It was a year of two seasons for Minnesota's top crop.
"We had the cool, wet spring. Couldn't get anything done," said Bryan Biegler, a corn farmer in the state's southwestern pocket. "All of a sudden, summer came in full force. Gave us hot and dry [conditions]."
The U.S. Department of Agriculture reports that 80% of Minnesota's corn for grain had been harvested by Halloween — 10 days ahead of the five-year average. But depending on the farmer's location in the state, drought may have lowered yields.
"The dryness just held yields back," said Biegler, who also serves as the president of the Minnesota Corn Growers Association.
A sliver of Murray County, where Biegler farms, currently sits in "extreme drought," the second-most intense level measured by the U.S. Drought Monitor out of the University of Nebraska-Lincoln.

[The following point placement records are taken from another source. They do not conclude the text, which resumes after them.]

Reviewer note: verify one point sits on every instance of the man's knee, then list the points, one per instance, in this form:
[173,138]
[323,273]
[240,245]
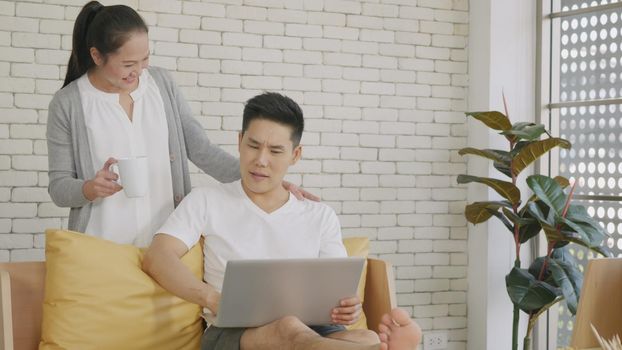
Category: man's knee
[368,337]
[359,336]
[289,327]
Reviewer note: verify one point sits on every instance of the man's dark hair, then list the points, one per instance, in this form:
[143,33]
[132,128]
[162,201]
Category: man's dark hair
[277,108]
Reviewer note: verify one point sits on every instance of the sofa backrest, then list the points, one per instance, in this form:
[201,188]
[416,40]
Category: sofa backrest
[24,282]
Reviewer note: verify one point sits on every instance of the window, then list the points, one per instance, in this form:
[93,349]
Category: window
[580,95]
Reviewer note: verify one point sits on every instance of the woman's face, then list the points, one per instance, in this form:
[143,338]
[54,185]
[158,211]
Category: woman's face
[120,70]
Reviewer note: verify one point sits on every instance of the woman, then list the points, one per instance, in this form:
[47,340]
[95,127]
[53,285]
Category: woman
[113,105]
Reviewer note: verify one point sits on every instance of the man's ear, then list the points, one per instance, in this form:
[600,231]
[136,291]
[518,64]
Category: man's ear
[297,154]
[96,56]
[240,135]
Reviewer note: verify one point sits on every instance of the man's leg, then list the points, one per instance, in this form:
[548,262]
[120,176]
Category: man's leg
[398,332]
[290,333]
[360,336]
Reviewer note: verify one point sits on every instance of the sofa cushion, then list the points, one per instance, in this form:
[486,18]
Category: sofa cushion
[98,297]
[359,246]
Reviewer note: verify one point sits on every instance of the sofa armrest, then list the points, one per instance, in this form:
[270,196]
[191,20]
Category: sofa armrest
[6,314]
[379,291]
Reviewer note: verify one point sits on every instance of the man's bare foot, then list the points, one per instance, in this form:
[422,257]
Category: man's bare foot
[398,331]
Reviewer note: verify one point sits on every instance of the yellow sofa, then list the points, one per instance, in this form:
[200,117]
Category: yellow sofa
[22,294]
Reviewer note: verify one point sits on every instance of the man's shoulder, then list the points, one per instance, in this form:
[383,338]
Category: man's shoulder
[318,208]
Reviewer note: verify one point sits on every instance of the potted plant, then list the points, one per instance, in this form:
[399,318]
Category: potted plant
[555,276]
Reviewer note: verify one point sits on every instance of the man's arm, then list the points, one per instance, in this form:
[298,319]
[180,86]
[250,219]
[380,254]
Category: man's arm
[163,263]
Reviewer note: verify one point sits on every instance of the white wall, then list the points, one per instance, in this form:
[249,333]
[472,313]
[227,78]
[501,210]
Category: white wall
[501,58]
[382,84]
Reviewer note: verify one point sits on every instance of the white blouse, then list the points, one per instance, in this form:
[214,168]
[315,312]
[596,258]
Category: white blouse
[112,134]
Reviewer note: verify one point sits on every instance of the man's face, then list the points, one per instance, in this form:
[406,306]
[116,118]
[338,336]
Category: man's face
[266,152]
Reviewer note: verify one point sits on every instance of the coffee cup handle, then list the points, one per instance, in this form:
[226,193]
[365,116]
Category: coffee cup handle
[115,169]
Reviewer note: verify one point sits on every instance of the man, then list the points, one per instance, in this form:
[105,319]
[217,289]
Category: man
[257,218]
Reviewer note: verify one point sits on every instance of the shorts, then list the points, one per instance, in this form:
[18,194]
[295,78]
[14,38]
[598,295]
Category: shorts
[215,338]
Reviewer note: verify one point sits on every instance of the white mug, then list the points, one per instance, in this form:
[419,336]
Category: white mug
[133,176]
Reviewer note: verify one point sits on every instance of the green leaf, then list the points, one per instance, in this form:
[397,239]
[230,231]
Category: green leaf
[548,191]
[493,119]
[527,292]
[504,168]
[569,279]
[525,131]
[506,189]
[562,181]
[533,151]
[536,267]
[590,236]
[479,212]
[516,219]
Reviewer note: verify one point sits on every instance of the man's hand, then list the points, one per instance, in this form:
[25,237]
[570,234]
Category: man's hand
[348,311]
[212,300]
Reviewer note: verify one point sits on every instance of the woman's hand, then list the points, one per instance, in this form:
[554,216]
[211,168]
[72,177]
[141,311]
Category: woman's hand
[104,184]
[299,192]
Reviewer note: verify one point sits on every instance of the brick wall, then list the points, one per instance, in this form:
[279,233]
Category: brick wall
[382,84]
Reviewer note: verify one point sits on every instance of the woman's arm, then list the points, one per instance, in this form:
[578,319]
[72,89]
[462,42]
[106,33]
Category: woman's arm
[64,186]
[212,159]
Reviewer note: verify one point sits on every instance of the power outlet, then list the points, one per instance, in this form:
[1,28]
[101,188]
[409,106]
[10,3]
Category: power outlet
[435,341]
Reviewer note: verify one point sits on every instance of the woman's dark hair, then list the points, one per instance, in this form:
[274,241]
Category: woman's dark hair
[277,108]
[106,28]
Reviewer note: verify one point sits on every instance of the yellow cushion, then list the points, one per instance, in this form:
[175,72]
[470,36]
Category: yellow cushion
[359,246]
[98,297]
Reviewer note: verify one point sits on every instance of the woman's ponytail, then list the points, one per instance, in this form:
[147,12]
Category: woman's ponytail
[80,60]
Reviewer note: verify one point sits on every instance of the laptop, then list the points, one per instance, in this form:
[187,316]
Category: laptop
[257,292]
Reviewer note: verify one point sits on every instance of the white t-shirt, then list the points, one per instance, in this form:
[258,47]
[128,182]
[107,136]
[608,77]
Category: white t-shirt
[235,228]
[112,134]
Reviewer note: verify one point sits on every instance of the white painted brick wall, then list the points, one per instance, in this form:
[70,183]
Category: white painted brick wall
[383,84]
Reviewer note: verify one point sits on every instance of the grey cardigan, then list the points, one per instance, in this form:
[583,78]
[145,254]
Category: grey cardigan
[69,155]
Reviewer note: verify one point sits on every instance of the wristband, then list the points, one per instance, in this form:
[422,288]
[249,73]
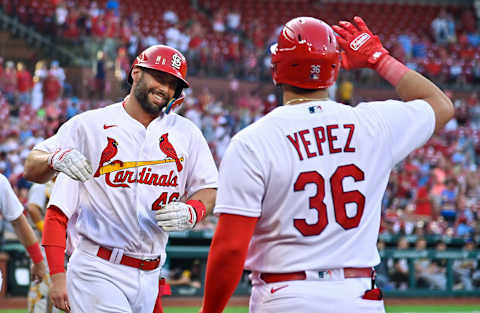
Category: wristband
[199,208]
[391,70]
[39,225]
[35,253]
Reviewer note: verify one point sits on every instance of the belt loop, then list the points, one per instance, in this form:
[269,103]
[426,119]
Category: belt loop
[116,255]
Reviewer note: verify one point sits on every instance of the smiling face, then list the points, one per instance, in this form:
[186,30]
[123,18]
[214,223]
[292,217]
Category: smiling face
[153,89]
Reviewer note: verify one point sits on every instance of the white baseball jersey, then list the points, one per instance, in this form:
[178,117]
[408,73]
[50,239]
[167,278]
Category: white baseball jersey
[10,206]
[133,175]
[315,173]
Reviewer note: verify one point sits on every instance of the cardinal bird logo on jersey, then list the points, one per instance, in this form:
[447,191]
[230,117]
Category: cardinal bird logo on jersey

Toward Rochester, on the state's southeastern corner, rainfall has been less sparse, and bushels per acre are higher, Biegler said.
As for getting the crop out of the fields, farmers say the unseasonably warm days and dry, cool nights hovering over Minnesota have been their friend. Less than half (45%) of subsoil readings across Minnesota's corn belt report enough moisture. But farmers reported over six days suitable for fieldwork last week.
Corn usually caps the harvest season in Minnesota, which has been marked by arid workdays and fear of equipment-sparked wildfires.